BLUF:
On Friday, all overseas USAID missions are to be shut down. For now, the gravy train is over, but given how they were able to hide what is arguably a covert piece of state-run media that targeted a president, what else is buried in these file grants? DOGE will find out.
Wait, USAID Was Involved in Donald Trump’s Impeachment?
USAID will effectively shut down on Friday. Most of the staff will be furloughed as it’s absorbed into the State Department. Under the president’s direction, Elon Musk’s Department of Government Efficiency unearthed a web of corruption, waste, and fraud that wasn’t necessarily shocking but jarring, nonetheless. Democrats are livid that this agency is being gutted, and we may know why. They seem to have subsidized and played a significant role in the 2019 impeachment of Donald Trump.

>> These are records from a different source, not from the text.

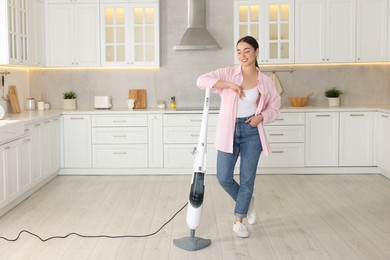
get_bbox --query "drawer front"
[164,126,215,144]
[92,127,148,144]
[264,126,305,143]
[92,144,148,169]
[259,143,305,167]
[164,114,218,127]
[164,144,217,169]
[268,113,305,125]
[92,115,148,126]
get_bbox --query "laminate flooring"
[0,175,390,260]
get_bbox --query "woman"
[197,36,280,237]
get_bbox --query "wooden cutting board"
[8,85,20,114]
[129,89,146,109]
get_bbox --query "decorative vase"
[62,99,77,109]
[328,97,340,107]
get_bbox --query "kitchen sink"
[0,120,24,144]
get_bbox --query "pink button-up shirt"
[197,66,280,155]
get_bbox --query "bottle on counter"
[171,96,176,109]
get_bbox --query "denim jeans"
[217,117,262,218]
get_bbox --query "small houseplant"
[324,87,343,107]
[63,91,77,109]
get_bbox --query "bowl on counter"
[288,93,313,107]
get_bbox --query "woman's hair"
[236,35,259,67]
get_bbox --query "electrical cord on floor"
[0,202,188,242]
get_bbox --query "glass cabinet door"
[8,0,28,63]
[130,4,159,66]
[268,3,291,60]
[102,5,129,65]
[234,0,294,64]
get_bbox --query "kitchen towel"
[271,71,283,95]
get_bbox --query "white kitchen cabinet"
[259,113,305,167]
[100,1,160,67]
[63,114,92,168]
[47,0,100,67]
[356,0,389,62]
[18,136,34,192]
[295,0,356,63]
[27,117,60,184]
[48,117,61,174]
[164,114,218,169]
[339,111,374,166]
[27,0,46,66]
[305,112,339,167]
[92,115,148,169]
[234,0,294,64]
[4,140,20,201]
[0,145,7,209]
[375,112,390,173]
[148,114,164,168]
[0,0,29,65]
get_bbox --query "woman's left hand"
[245,114,264,127]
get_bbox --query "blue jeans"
[217,117,262,218]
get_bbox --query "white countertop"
[0,105,390,124]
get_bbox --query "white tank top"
[237,87,260,117]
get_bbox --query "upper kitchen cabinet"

The agency appears to have been pulling the strings of the Organized Crime and Corruption Reporting Project (OCCRP), which was cited multiple times by the CIA whistleblower that sparked the quid pro quo circus surrounding Trump, Ukraine, and military aid. Independent journalists Michael Shellenberger and Alex Gutentag did a deep-dive into this sordid government web, where the purpose of OCCRP wasn’t your usual investigative journalism—USAID seems to have had massive sway regarding agenda, hiring practices, and mission.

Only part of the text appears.